A nice thing about this approach is that no change to the client code is required in order to scale out: the client just points at the proxy.
A problem with this approach is that it does not support the scan operation. That’s a dealbreaker for our use case.
twemproxy_1 | [2021–03–14 16:16:51.572] nc_redis.c:1092 parsed unsupported command ‘SCAN’
twemproxy_1 | [2021–03–14 16:16:51.572] nc_core.c:237 close c 11 ‘172.18.0.7:54580’ on event 00FF eof 0 done 0 rb 269 sb 34: Invalid argument
client_1 | Traceback (most recent call last):
client_1 | File “/usr/src/app/./app.py”, line 33, in <module>
client_1 | for key in r.scan_iter(match=’ock’):
…
Client-side sharding: redis-shard
Another option is client side sharding.
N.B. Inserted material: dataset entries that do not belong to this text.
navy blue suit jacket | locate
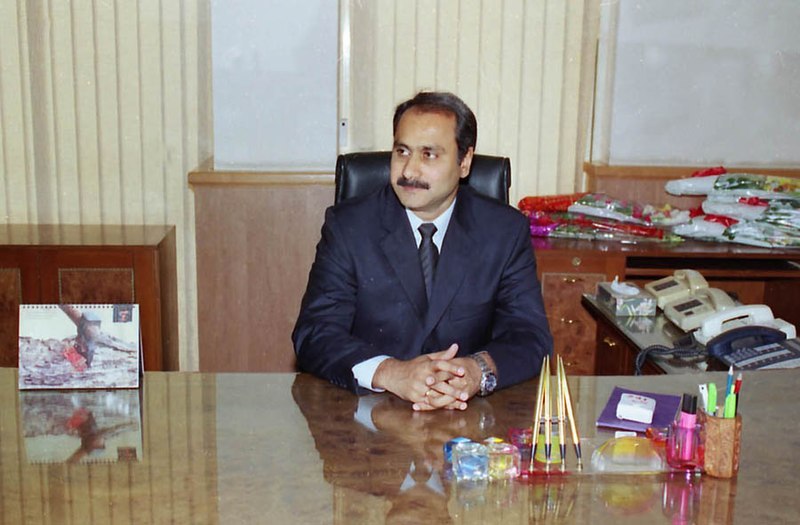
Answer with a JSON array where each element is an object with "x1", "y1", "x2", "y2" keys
[{"x1": 292, "y1": 185, "x2": 552, "y2": 393}]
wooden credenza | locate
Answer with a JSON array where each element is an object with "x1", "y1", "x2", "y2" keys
[
  {"x1": 0, "y1": 224, "x2": 178, "y2": 370},
  {"x1": 532, "y1": 238, "x2": 800, "y2": 375}
]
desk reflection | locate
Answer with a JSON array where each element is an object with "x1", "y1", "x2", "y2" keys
[
  {"x1": 20, "y1": 390, "x2": 142, "y2": 463},
  {"x1": 292, "y1": 375, "x2": 735, "y2": 524},
  {"x1": 0, "y1": 369, "x2": 776, "y2": 525}
]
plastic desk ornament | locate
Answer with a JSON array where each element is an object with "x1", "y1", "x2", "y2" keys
[{"x1": 592, "y1": 436, "x2": 665, "y2": 474}]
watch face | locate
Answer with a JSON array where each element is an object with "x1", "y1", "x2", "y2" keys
[{"x1": 483, "y1": 374, "x2": 497, "y2": 393}]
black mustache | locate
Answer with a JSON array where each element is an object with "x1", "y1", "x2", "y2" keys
[{"x1": 397, "y1": 177, "x2": 431, "y2": 190}]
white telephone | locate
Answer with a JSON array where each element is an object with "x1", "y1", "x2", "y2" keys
[
  {"x1": 664, "y1": 288, "x2": 736, "y2": 332},
  {"x1": 644, "y1": 270, "x2": 708, "y2": 309},
  {"x1": 694, "y1": 304, "x2": 797, "y2": 345}
]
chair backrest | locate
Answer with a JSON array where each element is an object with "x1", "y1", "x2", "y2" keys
[{"x1": 334, "y1": 151, "x2": 511, "y2": 204}]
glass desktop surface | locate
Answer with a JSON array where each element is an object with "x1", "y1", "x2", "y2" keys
[{"x1": 0, "y1": 369, "x2": 800, "y2": 523}]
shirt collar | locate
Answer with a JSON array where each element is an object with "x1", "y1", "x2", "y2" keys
[{"x1": 406, "y1": 196, "x2": 458, "y2": 252}]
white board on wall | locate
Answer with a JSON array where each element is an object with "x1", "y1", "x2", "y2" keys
[
  {"x1": 608, "y1": 0, "x2": 800, "y2": 167},
  {"x1": 211, "y1": 0, "x2": 339, "y2": 171}
]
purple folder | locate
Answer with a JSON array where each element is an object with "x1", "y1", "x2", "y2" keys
[{"x1": 597, "y1": 386, "x2": 681, "y2": 432}]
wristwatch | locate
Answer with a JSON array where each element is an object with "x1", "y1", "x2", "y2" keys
[{"x1": 469, "y1": 352, "x2": 497, "y2": 397}]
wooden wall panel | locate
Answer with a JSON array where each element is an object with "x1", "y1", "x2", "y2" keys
[{"x1": 190, "y1": 173, "x2": 333, "y2": 372}]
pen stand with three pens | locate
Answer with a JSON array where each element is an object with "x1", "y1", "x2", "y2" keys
[
  {"x1": 697, "y1": 410, "x2": 742, "y2": 478},
  {"x1": 522, "y1": 356, "x2": 583, "y2": 476}
]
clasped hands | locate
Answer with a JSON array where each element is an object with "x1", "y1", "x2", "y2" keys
[{"x1": 372, "y1": 344, "x2": 488, "y2": 410}]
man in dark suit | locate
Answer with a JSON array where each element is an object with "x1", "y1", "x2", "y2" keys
[{"x1": 292, "y1": 92, "x2": 552, "y2": 410}]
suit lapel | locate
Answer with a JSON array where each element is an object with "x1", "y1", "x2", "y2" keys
[{"x1": 381, "y1": 185, "x2": 428, "y2": 320}]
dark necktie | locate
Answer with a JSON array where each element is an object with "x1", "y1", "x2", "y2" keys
[{"x1": 418, "y1": 222, "x2": 439, "y2": 299}]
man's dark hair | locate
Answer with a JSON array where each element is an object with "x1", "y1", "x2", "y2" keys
[{"x1": 392, "y1": 91, "x2": 478, "y2": 162}]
You could roll your own, or you could try and use a library available in your application language. I tried the latter and explored the Python redis-shard package.
I put together an example of how we can apply redis-shard. The example starts 4 redis containers, and a client container. The client sets keys and values and these are sharded across instances.
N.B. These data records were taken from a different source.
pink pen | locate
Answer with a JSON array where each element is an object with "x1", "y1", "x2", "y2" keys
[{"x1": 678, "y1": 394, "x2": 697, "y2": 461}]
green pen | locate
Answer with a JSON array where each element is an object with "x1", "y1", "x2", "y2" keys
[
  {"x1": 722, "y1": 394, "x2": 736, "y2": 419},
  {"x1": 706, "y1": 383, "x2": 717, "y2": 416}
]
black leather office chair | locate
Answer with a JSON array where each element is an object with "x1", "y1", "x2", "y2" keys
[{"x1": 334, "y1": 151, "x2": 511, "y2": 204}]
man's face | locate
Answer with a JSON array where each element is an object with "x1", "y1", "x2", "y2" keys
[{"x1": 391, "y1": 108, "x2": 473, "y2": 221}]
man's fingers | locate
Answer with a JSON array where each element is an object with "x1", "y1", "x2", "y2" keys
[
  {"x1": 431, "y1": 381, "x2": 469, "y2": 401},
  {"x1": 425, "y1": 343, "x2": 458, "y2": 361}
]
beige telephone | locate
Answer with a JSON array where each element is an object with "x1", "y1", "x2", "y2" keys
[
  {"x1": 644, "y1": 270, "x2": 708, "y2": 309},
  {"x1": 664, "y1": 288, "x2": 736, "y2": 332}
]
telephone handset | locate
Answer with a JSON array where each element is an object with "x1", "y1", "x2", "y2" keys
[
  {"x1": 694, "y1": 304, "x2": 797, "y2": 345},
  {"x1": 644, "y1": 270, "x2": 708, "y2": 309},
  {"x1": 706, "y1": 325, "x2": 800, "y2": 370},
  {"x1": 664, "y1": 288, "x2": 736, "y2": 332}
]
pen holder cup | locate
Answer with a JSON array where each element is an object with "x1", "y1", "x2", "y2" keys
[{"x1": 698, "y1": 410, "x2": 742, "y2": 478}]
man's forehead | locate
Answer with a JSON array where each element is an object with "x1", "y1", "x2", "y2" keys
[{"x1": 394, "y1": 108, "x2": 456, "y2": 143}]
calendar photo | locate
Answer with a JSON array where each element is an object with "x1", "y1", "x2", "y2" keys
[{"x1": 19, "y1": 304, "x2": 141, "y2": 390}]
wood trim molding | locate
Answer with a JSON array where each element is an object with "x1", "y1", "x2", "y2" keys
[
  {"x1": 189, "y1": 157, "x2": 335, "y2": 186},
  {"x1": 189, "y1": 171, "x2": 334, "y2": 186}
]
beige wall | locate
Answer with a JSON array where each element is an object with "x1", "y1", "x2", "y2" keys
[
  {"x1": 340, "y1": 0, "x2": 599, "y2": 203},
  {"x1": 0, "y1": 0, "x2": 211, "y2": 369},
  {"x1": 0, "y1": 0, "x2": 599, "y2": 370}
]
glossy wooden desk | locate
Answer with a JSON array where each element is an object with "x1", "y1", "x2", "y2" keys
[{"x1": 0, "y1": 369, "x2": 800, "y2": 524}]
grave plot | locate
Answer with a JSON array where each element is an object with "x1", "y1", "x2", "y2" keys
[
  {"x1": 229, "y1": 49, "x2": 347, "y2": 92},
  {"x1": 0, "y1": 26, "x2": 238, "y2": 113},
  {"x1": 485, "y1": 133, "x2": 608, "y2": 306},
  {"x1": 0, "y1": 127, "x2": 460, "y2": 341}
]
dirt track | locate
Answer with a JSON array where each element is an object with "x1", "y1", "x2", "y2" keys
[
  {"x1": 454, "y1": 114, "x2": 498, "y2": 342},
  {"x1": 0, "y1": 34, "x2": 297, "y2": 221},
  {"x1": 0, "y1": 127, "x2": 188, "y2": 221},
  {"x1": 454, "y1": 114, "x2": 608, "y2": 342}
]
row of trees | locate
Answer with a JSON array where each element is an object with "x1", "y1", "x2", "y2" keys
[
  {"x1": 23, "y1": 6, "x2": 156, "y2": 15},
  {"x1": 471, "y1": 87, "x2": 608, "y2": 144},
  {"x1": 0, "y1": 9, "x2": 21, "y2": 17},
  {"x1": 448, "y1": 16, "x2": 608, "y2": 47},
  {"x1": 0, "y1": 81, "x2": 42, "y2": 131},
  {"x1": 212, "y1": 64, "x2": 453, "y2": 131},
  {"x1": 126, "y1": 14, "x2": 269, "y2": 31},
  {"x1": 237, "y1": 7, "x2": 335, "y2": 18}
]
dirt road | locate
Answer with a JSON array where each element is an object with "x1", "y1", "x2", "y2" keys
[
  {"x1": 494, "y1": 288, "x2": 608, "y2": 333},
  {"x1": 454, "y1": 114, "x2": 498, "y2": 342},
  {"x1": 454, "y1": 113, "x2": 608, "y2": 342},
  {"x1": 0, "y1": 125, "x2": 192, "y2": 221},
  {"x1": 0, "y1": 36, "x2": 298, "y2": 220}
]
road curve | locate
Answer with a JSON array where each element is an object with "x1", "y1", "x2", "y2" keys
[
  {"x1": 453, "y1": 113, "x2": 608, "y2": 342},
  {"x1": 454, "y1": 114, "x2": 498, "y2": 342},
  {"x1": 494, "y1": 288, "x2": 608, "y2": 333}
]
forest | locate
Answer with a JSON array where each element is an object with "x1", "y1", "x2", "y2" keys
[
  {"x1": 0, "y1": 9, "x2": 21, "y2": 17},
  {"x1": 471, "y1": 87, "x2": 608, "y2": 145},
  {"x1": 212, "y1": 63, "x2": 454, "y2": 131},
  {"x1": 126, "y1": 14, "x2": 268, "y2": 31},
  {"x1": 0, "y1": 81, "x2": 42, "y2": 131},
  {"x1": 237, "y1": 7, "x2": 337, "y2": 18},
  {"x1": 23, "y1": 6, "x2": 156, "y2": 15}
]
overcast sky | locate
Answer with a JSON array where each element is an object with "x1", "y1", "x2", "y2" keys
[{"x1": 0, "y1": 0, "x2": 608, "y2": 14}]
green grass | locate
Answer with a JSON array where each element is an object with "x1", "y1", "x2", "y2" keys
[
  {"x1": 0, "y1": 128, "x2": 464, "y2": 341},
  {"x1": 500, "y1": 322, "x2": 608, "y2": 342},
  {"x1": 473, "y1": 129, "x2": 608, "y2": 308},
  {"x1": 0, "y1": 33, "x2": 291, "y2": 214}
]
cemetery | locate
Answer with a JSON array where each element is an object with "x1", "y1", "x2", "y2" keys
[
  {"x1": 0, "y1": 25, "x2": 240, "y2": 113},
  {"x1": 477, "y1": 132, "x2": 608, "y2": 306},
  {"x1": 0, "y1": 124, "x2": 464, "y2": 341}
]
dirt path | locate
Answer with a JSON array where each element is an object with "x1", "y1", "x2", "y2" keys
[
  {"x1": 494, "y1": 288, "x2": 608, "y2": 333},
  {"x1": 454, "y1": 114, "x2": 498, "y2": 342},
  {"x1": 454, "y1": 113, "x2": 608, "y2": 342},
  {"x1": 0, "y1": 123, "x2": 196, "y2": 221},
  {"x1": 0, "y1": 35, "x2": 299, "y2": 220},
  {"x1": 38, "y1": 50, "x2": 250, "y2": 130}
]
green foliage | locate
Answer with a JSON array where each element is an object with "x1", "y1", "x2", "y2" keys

Like twemproxy, redis-shard supports a hash_tag feature, which enables us to send keys with a common substring to the same node.
print(r.get_server_name(‘bar’))
print(r.get_server_name(‘c{bar}’))
print(r.get_server_name(‘c{bar}d’))
print(r.get_server_name(‘c{bar}e’))
print(r.get_server_name(‘e{bar}f’))
The substring in curly braces is used as the hash key.
client_1 | redis1
client_1 | redis1
client_1 | redis1
client_1 | redis1
client_1 | redis1
However, redis-shard does not support the scan operation.
client_1 | Traceback (most recent call last):
client_1 | File “/usr/src/app/./app.py”, line 42, in <module>
client_1 | for key in r.scan_iter(match=’ock’):
client_1 | File “/usr/local/lib/python3.9/site-packages/redis_shard/shard.py”, line 115, in __getattr__
client_1 | raise NotImplementedError(“method ‘%s’ cannot be sharded” % method)
client_1 | NotImplementedError: method ‘scan_iter’ cannot be sharded
Again, dealbreaker.
Redis Enterprise
The next option is heavy artillery. Some of the folks behind the redis project have created a Redis Enterprise product. This is redis cluster available as a managed service. It is available for purchase on the Google Cloud.
This may be our Obi Wan Kenobi. I’ll let you know after I experiment.